An experienced tailor seeking asylum in Ireland is giving free face masks to Wexford locals to keep them safe during the Covid-19 pandemic.

Aziz Mohiuddin makes around 50 to 100 masks per day when he has the proper materials, on a donated sewing machine. 

Mr Mohiuddin moved to Ireland two years ago seeking asylum and now lives at the recently opened Rosslare Asylum Accommodation Centre.

He said he makes the masks because "the whole world is in a very difficult condition".

As the Covid-19 pandemic crisis hit Ireland he tailored the masks to hand out for free to people at the local SuperValu supermarket.

"People think it is a very good job and they like it," he said. 

Speaking on RTÉ's News at One, Mr Mohiuddin said he was making the masks to help protect peoples' lives.

However, he added sourcing elastic for the masks was proving difficult and he is hoping some can be supplied.

General manager of the Rosslare Asylum Accommodation Centre Paul Walsh said the project "came about from Aziz's will to do something positive for the area".

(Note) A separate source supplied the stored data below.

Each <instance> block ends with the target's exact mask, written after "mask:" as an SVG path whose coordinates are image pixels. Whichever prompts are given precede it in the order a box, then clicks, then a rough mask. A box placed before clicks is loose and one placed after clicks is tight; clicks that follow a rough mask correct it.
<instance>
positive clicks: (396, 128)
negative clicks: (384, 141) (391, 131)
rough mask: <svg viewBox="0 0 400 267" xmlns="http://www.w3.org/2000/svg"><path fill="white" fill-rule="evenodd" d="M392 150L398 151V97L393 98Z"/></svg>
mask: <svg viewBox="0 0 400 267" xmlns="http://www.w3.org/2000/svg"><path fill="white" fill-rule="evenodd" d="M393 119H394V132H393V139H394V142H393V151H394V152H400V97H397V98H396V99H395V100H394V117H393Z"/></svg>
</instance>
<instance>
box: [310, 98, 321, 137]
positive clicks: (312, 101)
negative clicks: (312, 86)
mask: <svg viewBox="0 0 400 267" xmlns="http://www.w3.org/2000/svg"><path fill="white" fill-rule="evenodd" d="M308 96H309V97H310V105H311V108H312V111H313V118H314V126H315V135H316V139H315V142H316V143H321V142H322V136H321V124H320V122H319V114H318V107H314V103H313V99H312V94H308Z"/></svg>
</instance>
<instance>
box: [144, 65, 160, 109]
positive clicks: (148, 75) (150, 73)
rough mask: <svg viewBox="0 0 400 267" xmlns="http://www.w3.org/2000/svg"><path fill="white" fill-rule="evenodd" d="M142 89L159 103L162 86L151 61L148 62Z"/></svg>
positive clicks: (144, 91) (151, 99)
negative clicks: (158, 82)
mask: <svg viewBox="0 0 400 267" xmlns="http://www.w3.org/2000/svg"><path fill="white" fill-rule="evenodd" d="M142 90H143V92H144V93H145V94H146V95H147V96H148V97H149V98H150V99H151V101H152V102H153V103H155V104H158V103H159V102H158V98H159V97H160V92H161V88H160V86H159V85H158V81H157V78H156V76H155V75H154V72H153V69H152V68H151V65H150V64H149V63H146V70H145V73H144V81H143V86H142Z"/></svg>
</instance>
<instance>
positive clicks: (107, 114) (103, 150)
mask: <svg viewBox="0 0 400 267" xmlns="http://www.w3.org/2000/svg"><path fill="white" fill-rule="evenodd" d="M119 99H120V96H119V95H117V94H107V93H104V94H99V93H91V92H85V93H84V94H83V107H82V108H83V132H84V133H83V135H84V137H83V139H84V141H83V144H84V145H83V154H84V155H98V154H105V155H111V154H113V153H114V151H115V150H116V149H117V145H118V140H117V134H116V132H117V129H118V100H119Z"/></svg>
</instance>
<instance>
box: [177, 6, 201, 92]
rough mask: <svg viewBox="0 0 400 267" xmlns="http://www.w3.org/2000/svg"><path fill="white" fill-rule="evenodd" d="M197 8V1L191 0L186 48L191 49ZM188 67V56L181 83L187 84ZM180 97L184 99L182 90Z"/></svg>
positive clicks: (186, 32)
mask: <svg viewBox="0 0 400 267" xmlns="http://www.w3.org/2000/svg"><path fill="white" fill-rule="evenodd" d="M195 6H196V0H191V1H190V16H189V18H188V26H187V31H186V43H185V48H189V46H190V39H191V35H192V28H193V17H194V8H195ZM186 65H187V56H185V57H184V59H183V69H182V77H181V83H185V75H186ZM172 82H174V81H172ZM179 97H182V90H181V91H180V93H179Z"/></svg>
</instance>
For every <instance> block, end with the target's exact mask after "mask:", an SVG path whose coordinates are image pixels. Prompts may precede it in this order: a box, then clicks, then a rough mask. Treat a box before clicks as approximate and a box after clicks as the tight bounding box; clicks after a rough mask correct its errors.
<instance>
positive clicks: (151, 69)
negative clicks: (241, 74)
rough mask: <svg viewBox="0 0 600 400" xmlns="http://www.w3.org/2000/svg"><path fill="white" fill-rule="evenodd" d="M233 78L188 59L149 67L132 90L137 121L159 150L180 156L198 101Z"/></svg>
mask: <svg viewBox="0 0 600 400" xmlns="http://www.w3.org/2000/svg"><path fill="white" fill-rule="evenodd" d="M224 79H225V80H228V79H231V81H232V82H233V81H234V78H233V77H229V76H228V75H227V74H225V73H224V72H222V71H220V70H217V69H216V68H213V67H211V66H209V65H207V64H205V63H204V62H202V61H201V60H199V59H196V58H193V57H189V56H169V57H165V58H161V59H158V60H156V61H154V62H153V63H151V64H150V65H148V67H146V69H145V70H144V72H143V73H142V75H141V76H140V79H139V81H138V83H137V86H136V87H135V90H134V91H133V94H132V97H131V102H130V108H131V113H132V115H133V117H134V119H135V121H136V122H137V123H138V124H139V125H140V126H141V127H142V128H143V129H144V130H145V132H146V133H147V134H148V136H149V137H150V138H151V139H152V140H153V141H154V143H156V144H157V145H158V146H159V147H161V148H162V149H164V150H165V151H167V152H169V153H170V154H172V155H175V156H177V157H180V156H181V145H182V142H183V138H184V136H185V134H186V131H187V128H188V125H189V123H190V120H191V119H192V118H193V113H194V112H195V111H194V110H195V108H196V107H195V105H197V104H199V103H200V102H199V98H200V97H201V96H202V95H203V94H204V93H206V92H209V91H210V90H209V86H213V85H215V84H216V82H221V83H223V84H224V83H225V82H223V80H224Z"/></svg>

He said Mr Mohiuddin's face mask project was one of many initiatives under way at the accommodation centre. 

Another includes a cooking project with "talented chefs from all over the world from Syria to Georgia to Bolivia and Nicaragua".

Another group of asylum seekers built a library at the centre from leftover materials after it was retrofitted earlier this year, with the local community donating books.

Local community group Wexford Local Development, as part of a community integration project, helped get a sewing machine and materials for Mr Mohiuddin, having initially put a call out on social media for materials.

"This is about community integration. Our main focus was to allow the asylum seekers to develop relationships with the community," said Marie Louise Byrne, Wexford Local Development's Community Development Co-ordinator.

"We provide a variety of supports through community integration and education programmes," she said.

However, the Covid-19 outbreak has led to the postponing of those programmes.

"With Covid all this fell apart and we had to look at new ways of people being involved in their own communities and contributing to their own communities," Ms Byrne said,

She said Wexford Local Development "is also working with Courtown Direct Provision Centre to make face masks for the Acquired Brain Injury (Ireland) in Wexford".